Он ясно ощущал свое нынешнее положение, боязнь принять решение. Как и тогда, во время прощания с Нарциссом и монастырем, он был на важном пути: на пути к матери. Может быть, мать станет когда-нибудь воплощенным образом, зримым для всех, станет творением его рук. Может быть, в этом и заключалась цель, таился смысл его жизни. Может быть; он этого не знал. Но он знал одно: следовать за матерью, быть в пути к ней, ощущать ее притяжение и слышать ее зов означало жить, и это было хорошо. Может быть, ему так и не удастся запечатлеть ее образ, может быть, образ этот навсегда останется мечтой, предчувствием, искушением, золотым мерцанием священной тайны. Как бы там ни было, он должен следовать за ним, должен подчинить ему свою судьбу, он был его звездой.

И вот решение было уже близко, ему все стало ясно. Искусство — вещь прекрасная, но оно не богиня и не цель, по крайней мере для него; не искусству он должен следовать, а только зову матери. Какая польза в том, что пальцы его станут еще более искусными? Куда это ведет, видно на примере мастера Никлауса. Это ведет к славе и популярности, к богатству и оседлой жизни — и к оскудению и гибели тех внутренних органов чувств, которым только и доступна тайна. Это ведет к изготовлению милых дорогих игрушек, всевозможных богатых алтарей и церковных кафедр, святых Себастьянов и головок ангелов с красиво вьющимися локонами, по четыре талера за штуку. О, золотой отблеск в глазах карпа и нежный серебристый пушок на концах крылышек мотылька были бесконечно прекраснее, живее, драгоценнее, чем целый зал, набитый такими изделиями искусства.

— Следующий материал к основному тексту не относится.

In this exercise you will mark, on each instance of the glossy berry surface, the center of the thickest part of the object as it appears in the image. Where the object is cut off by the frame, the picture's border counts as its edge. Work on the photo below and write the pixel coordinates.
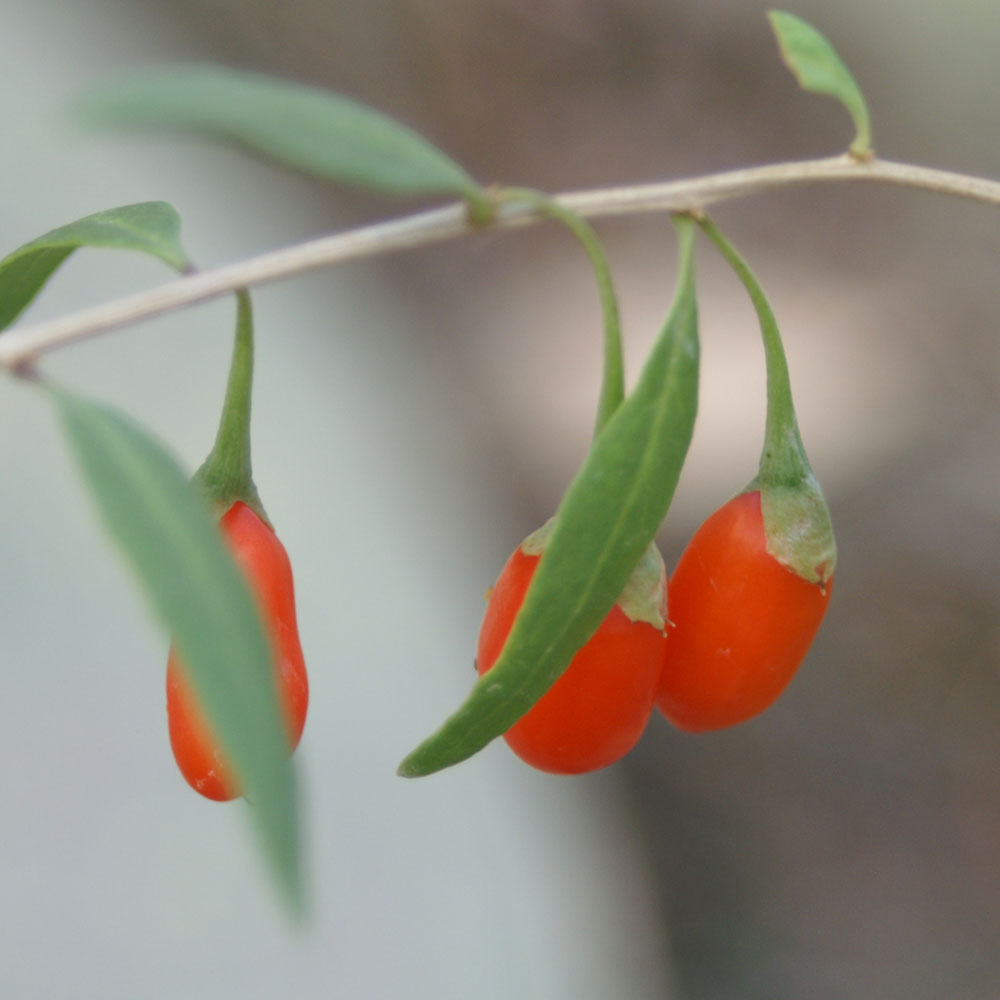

К берегу реки спускался, напевая, мальчик, время от времени он замолкал, откусывая от ломтя белого хлеба, который был у него в руке. Златоуст попросил у него кусочек хлеба, отщипнул двумя пальцами немного мякоти и наделал из нее маленьких шариков. Перевесившись через парапет, он медленно, один за другим, бросал катышки в воду, видел, как светлые шарики опускаются в темную глубину, как вокруг них начинают мелькать, теснясь, головы рыб, пока они не исчезают в одном из ртов. Он бросал шарик за шариком, с глубоким удовлетворением наблюдая затем, как они исчезают. Вскоре он почувствовал голод и наведался к одной из своих возлюбленных, которая была служанкой в доме мясника и которую он называл повелительницей колбас и окороков. Условным свистом он вызвал ее к кухонному окну и был уже готов взять у нее кое-что съестное, припрятать у себя и съесть на одном из заречных холмов, там, где жирная красноватая земля так ярко блестела под сочной листвой винограда и где весной цвели маленькие голубые гиацинты, издававшие нежный аромат косточковых плодов.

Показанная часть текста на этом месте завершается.